Clinical examination

Involves a thorough assessment of symptoms and physical signs suggesting neuromuscular hyperexcitability.

Patients may report muscle cramps, spasms or stiffness, and tingling sensations around the mouths, hands or feet. Specific tests such as assessing for the Chvostek’s sign and Trousseau’s Sign incorporate neurological examinations for tetany.

Laboratory investigations are necessary to identify the underlying cause of tetany

Assessing serum calcium levels (both total and ionised levels) for hypocalcemia is a hallmark biomarker to identify tetany.

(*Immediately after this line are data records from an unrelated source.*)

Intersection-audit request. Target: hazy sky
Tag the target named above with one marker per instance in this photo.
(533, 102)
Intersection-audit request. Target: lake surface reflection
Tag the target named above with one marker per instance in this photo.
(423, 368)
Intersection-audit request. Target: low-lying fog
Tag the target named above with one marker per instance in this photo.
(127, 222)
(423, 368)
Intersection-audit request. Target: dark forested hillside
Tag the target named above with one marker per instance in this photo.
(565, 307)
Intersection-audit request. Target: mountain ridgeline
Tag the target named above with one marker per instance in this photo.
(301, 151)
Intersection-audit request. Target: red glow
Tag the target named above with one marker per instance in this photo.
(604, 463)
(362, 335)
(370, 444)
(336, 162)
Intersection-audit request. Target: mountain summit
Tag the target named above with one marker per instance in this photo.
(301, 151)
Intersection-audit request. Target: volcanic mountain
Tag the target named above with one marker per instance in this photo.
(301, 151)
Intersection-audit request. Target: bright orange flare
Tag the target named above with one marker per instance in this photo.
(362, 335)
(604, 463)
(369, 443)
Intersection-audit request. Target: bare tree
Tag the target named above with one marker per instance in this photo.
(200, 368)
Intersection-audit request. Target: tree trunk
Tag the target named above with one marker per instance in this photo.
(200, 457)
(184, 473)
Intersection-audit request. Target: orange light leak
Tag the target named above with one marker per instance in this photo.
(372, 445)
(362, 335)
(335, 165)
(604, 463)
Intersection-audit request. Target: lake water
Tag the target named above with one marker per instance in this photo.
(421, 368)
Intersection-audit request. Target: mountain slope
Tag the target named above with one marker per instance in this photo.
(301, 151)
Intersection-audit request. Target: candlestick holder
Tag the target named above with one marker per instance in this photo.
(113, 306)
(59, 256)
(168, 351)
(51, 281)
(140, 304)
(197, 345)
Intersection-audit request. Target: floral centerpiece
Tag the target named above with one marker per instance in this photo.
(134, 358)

Phosphate levels are also assessed as hyperphosphatemia (elevated phosphate levels) occur along with PTH deficiency (as it promotes phosphate excretion in kidneys).¹⁶ 

Additionally, Vitamin D Status (25-hydroxyvitamin D deficiency) ¹⁷and Renal Function tests (to assess for chronic kidney disease) help assess for factors that exacerbate hypocalcaemia.¹⁸

EEG imaging

One of the side effects of tetany is seizures and altered mental states, and thus an EEG may be conducted to check for abnormal activity such as slowing of brain waves or epileptiform discharge arising from hypocalcemia and neuronal hyperexcitability.¹⁹

Additional diagnostic tools for a thorough picture of hypocalcemia and tetany include ultrasounds to assess pathology in parathyroid glands. Genetic testing may be conducted to assess for congenital or familial hypoparathyroidism.²⁰

Treatment and prognosis

First and foremost, the primary treatment goal to treat tetany caused by PTH deficiency is to correct hypocalcemia and stabilise calcium levels, in order to minimise any risks or complications, and prevent further episodes of tetany. This is achieved by a combination of pharmacological and supportive therapies:

• Calcium supplementation (such as oral calcium salts like calcium carbonate or calcium citrate) to raise calcium levels
• Vitamin D supplementation (such as calcitriol or D3 to facilitate calcium absorption in intestines and support calcium channels in kidneys and bones)
• PTH replacement – recombinant human parathyroid hormone (rhPTH) may be an option to consider for long term management, which has shown promising results to substitute vitamin D supplementation and calcium, reducing the frequency of tetany episodes
• Magnesium Supplementation – to combat comorbid PTH deficiency and hypomagnesemia, to improve tissue responsiveness

With appropriate treatment combating all symptoms arising from PTH deficiency and tetany, studies have shown a good prognosis with good quality of life. However, in cases where PTH deficiency is chronic in nature, care must be taken to ensure life-long management of symptoms and medications. Adjustments to diet may be made such as in supplementation and attention to detail in monitoring medication to avoid calcium deposits in kidneys. Furthermore, tetany can result in various symptoms that maybe debilitating; ensuring symptoms such as muscle cramps, fatigue etc, uncommitted in daily activities involves effective treatment and instrumental support to improve independence in daily living.²¹

Summary

Tetany related to PTH deficiency is a serious condition, which presents due to neuromuscular hyperexcitability arising from disruptions in calcium balance. A multidisciplinary treatment involving both supplementary, dietary and quality of life treatments (calcium, vitamin D replacement, PTH replacement, and correction of magnesium imbalance) is crucial to help manage PTH deficiency and reduce recurrence of tetany. With adequate treatment and careful follow-up, good long-term results can be obtained in such patients. Prevention strategies such as lifestyle changes and regular follow-up in a clinical setting contribute to maintaining the balance of calcium and preventing recurrent tetany.